A familiarly queasy coming-of-age story, Fish Tank follows 15-year-old ruffian Mia (newcomer Katie Jarvis) as she navigates the environmental stumbling blocks of her ne'er-do-well, party-girl mother (Kierston Wareing), the substantial teen girl-boner she's developed for mom's sexy new boyfriend (Michael Fassbender), and—above all else, it seems—the seething anger and resentment that appears to color her every waking breath. But also, obvs, she's got this hella beautiful dream: to be Britain's greatest white B-girl. Then shit gets dark. Shit always gets dark.

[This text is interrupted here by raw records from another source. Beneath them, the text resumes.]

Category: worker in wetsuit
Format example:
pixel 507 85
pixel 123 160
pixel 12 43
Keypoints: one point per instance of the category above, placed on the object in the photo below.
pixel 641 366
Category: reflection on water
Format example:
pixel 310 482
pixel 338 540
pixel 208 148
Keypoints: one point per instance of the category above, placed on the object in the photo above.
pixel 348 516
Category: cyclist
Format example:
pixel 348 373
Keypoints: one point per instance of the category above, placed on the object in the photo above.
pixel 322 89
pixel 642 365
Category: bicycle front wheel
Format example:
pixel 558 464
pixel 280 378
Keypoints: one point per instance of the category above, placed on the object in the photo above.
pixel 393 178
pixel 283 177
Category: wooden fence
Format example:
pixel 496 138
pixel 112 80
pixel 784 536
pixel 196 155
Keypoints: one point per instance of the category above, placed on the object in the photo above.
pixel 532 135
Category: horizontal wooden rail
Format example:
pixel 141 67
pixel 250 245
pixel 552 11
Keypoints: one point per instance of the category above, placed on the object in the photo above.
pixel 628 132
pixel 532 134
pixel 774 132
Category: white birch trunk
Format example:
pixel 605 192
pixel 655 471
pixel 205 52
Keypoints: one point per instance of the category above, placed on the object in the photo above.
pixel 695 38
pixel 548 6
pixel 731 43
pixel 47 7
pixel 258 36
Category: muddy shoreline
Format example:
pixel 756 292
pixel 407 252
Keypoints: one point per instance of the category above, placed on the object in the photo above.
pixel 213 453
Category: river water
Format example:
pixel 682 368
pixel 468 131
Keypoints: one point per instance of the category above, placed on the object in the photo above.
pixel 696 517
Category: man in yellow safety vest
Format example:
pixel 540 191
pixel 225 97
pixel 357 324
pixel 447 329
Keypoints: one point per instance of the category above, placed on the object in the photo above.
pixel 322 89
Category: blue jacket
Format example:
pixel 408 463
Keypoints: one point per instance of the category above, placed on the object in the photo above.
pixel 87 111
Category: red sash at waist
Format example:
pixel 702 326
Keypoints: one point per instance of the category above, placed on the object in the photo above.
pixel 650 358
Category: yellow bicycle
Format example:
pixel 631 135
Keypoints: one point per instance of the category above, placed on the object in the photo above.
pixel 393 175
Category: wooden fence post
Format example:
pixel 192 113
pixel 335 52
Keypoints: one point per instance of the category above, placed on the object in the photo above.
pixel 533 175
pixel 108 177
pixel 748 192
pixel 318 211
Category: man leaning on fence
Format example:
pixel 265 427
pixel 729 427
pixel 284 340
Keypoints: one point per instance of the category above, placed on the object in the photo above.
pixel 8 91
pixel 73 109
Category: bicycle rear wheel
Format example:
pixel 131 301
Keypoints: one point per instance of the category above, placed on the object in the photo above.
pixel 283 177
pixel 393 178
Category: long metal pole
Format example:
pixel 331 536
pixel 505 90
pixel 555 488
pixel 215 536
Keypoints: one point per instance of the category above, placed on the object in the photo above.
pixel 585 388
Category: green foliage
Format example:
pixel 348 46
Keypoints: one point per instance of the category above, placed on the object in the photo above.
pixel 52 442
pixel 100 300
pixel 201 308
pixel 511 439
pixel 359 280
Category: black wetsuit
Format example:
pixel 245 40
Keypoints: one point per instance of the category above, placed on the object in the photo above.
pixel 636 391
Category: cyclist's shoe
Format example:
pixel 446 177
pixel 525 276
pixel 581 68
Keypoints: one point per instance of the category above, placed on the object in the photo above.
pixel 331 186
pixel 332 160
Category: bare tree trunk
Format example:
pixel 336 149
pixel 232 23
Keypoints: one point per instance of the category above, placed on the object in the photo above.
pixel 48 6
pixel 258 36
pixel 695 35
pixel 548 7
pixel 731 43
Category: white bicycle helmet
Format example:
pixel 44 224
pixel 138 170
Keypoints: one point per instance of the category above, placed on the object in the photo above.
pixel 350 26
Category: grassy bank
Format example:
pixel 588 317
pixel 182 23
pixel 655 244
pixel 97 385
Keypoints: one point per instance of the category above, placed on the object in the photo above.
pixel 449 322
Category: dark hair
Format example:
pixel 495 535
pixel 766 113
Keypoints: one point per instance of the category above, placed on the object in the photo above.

As far as British social realism goes, Fish Tank has got quite a lot going for it: The film is beautifully shot and exceptionally acted, and deals with female adolescent sexuality in a subtle, refreshingly frank fashion. And though the film's struggle for uncompromising authenticity is an admirable one, it also turns out to be its greatest flaw. Its narrative is repetitive and predictable, it's curtained in a circuitous and unrelenting sense of dread, there's a constantly looming threat of physical violence, and it's overly long. In other words: just like real life. Realism is one thing, but god knows it's a chore to suffer through most of these misfortunes on a daily basis anyway. Arnold's lens may be unflinching, but it's not particularly insightful. And just as it seems as though the ominous third act might actually redeem the strains of predictability, Fish Tank concludes with an unfortunate you're-gonna-make-it-after-all coda. In spite of its many successes, Fish Tank ultimately falters over a tripwire it's laid for itself.